< Job 29 >

1 Job vervolgde zijn rede, en sprak
Job siguió hablando.
2 Ach, was ik als in vroeger maanden, In de tijd, toen God mij behoedde,
“¡Ojalá volviera a los viejos tiempos en que Dios me cuidaba!
3 Toen Hij zijn lamp boven mijn hoofd liet stralen, En ik bij zijn licht door de duisternis ging;
Su luz brillaba sobre mí y alumbraba mi camino en la oscuridad.
4 Zoals ik was in mijn beste dagen Toen God mijn tent nog beschutte!
Cuando era joven y fuerte, Dios era mi amigo y me hablaba en mi casa.
5 Toen de Almachtige nog met mij was, Mijn kinderen mij nog omringden;
El Todopoderoso seguía conmigo y estaba rodeado de mis hijos.
6 Toen mijn voeten zich baadden in boter, De rots, waar ik stond, beken olie liet stromen;
Mis rebaños producían mucha leche, y el aceite fluía libremente de mis prensas de aceitunas.
7 Als ik uitging naar de poort van de stad, En op het plein mijn zetel liet zetten:
Salí a la puerta de la ciudad y me senté en la plaza pública.
8 Trokken de jongemannen zich terug, zodra ze mij zagen, Rezen de grijsaards op en bleven staan,
Los jóvenes me veían y se apartaban del camino; los ancianos me defendían.
9 Staakten de edelen hun gesprek En legden de hand op hun mond.
Los dirigentes guardaron silencio y se taparon la boca con las manos.
10 De stem der leiders verstomde, Hun tong kleefde aan hun gehemelte vast;
Las voces de los funcionarios se acallaron; se callaron en mi presencia.
11 Toen het oor, dat het hoorde, mij gelukkig prees En het oog, dat het zag, mij bijval schonk!
“Todos los que me escuchaban me alababan; los que me veían me elogiaban,
12 Want ik hielp den arme, die om bijstand riep, Den wees, die geen helper meer had;
porque daba a los pobres que me llamaban y a los huérfanos que no tenían quien los ayudara.
13 Dien de ondergang dreigde, zegende mij, Het hart der weduwe vrolijkte ik op;
Los que estaban a punto de morir me bendijeron; hice cantar de alegría a la viuda.

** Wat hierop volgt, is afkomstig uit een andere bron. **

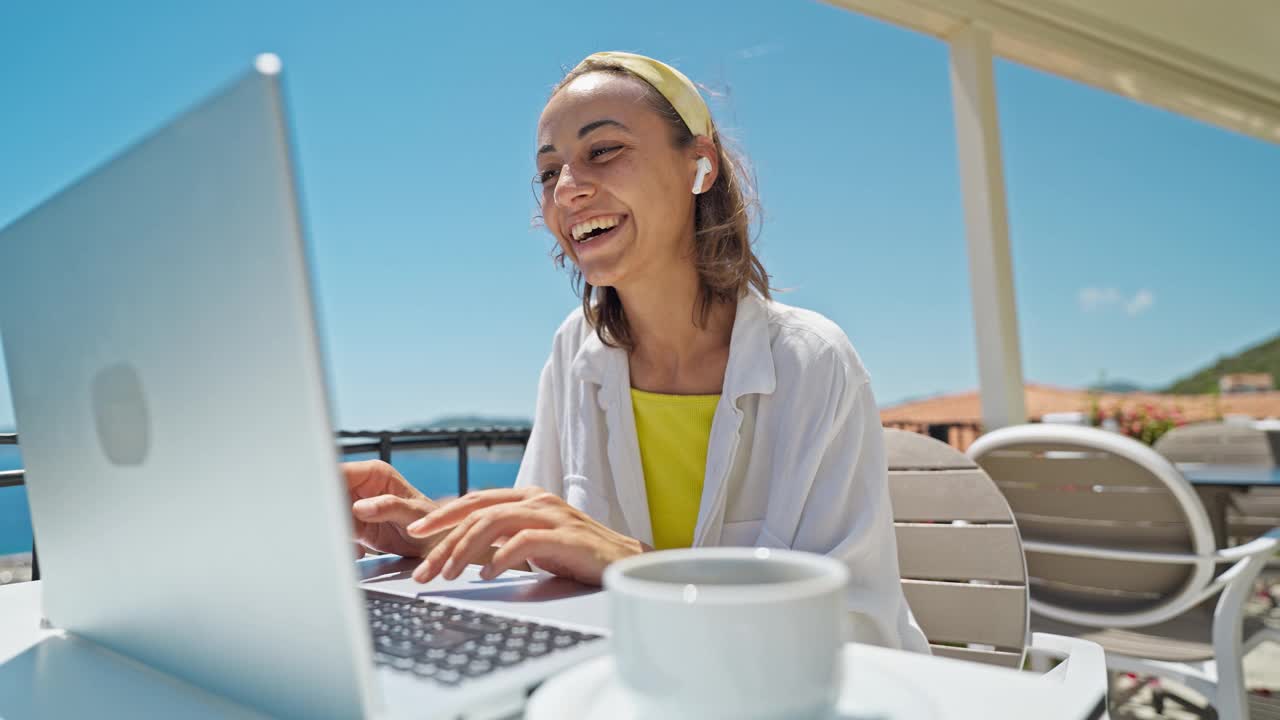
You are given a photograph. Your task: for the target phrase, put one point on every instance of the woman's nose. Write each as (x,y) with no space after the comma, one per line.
(571,190)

14 Rechtschapenheid trok ik aan als een kleed, Mijn gerechtigheid als een mantel en kroon.
Siendo sincero y actuando correctamente eran lo que yo llevaba como ropa.
15 Ik was de ogen voor blinden, De voeten voor kreupelen;
Fui como los ojos para los ciegos y los pies para los cojos.
16 Voor armen was ik een vader, Voor onbekenden onderzocht ik het pleit.
Fui como un padre para los pobres, y defendí los derechos de los extranjeros.
17 Maar den boosdoener brak ik de tanden, En rukte hem de prooi uit zijn kaken.
Rompí la mandíbula de los malvados y les hice soltar su presa de los dientes.
18 Ik dacht bij mijzelf: Oud zal ik sterven Mijn dagen zullen talrijk zijn als het zand;
Pensé que moriría en casa, después de muchos años.
19 Mijn wortel zal openstaan voor het water, De dauw op mijn takken vernachten;
Como un árbol, mis raíces se extienden hasta el agua; el rocío se posa en mis ramas durante la noche.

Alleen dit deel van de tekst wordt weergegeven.